Systematic Parsing of X.509: Eradicating Security Issues with a Parse Tree
This addresses security vulnerabilities in X.509 parsing for systems relying on TLS/HTTPS, though it is incremental as it builds on existing parsing methods.
The authors tackled the problem of insecure X.509 certificate parsing by developing a grammar-based parser with strong termination guarantees, and found that 21.5% of certificates in a large dataset were syntactically invalid, with 5.7% to 10.5% incorrectly validated by existing libraries, enabling an impersonation attack.

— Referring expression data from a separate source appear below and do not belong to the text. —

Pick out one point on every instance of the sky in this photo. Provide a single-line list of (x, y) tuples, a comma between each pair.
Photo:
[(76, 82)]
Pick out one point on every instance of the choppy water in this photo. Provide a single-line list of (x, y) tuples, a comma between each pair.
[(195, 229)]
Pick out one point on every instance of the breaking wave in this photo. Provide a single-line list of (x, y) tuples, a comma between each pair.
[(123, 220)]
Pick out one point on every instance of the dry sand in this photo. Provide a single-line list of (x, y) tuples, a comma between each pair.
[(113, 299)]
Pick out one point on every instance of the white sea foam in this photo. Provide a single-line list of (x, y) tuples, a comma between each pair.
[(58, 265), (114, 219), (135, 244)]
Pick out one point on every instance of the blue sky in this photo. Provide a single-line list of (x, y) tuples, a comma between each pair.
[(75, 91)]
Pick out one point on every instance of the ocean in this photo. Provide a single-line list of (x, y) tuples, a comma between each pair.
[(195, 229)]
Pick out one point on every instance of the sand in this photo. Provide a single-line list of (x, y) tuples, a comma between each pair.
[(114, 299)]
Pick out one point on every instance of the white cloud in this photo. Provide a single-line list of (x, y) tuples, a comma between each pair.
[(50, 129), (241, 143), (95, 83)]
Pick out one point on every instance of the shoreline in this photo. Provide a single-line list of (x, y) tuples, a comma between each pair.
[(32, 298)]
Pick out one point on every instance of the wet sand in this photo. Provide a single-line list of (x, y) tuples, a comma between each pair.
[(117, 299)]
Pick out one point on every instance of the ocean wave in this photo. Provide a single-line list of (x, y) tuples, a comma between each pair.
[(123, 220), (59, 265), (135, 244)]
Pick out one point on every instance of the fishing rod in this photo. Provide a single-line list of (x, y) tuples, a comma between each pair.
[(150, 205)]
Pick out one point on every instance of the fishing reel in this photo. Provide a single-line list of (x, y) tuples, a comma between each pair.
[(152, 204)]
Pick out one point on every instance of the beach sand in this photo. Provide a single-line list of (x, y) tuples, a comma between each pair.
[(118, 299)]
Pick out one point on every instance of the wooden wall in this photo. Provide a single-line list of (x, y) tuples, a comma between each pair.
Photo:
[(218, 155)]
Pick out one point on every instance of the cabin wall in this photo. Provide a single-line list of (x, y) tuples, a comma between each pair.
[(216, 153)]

X.509 certificate parsing and validation is a critical task which has shown consistent lack of effectiveness, with practical attacks being reported with a steady rate during the last 10 years. In this work we analyze the X.509 standard and provide a grammar description of it amenable to the automated generation of a parser with strong termination guarantees, providing unambiguous input parsing. We report the results of analyzing a 11M X.509 certificate dump of the HTTPS servers running on the entire IPv4 space, showing that 21.5% of the certificates in use are syntactically invalid. We compare the results of our parsing against 7 widely used TLS libraries showing that 631k to 1,156k syntactically incorrect certificates are deemed valid by them (5.7%--10.5%), including instances with security critical mis-parsings. We prove the criticality of such mis-parsing exploiting one of the syntactic flaws found in existing certificates to perform an impersonation attack.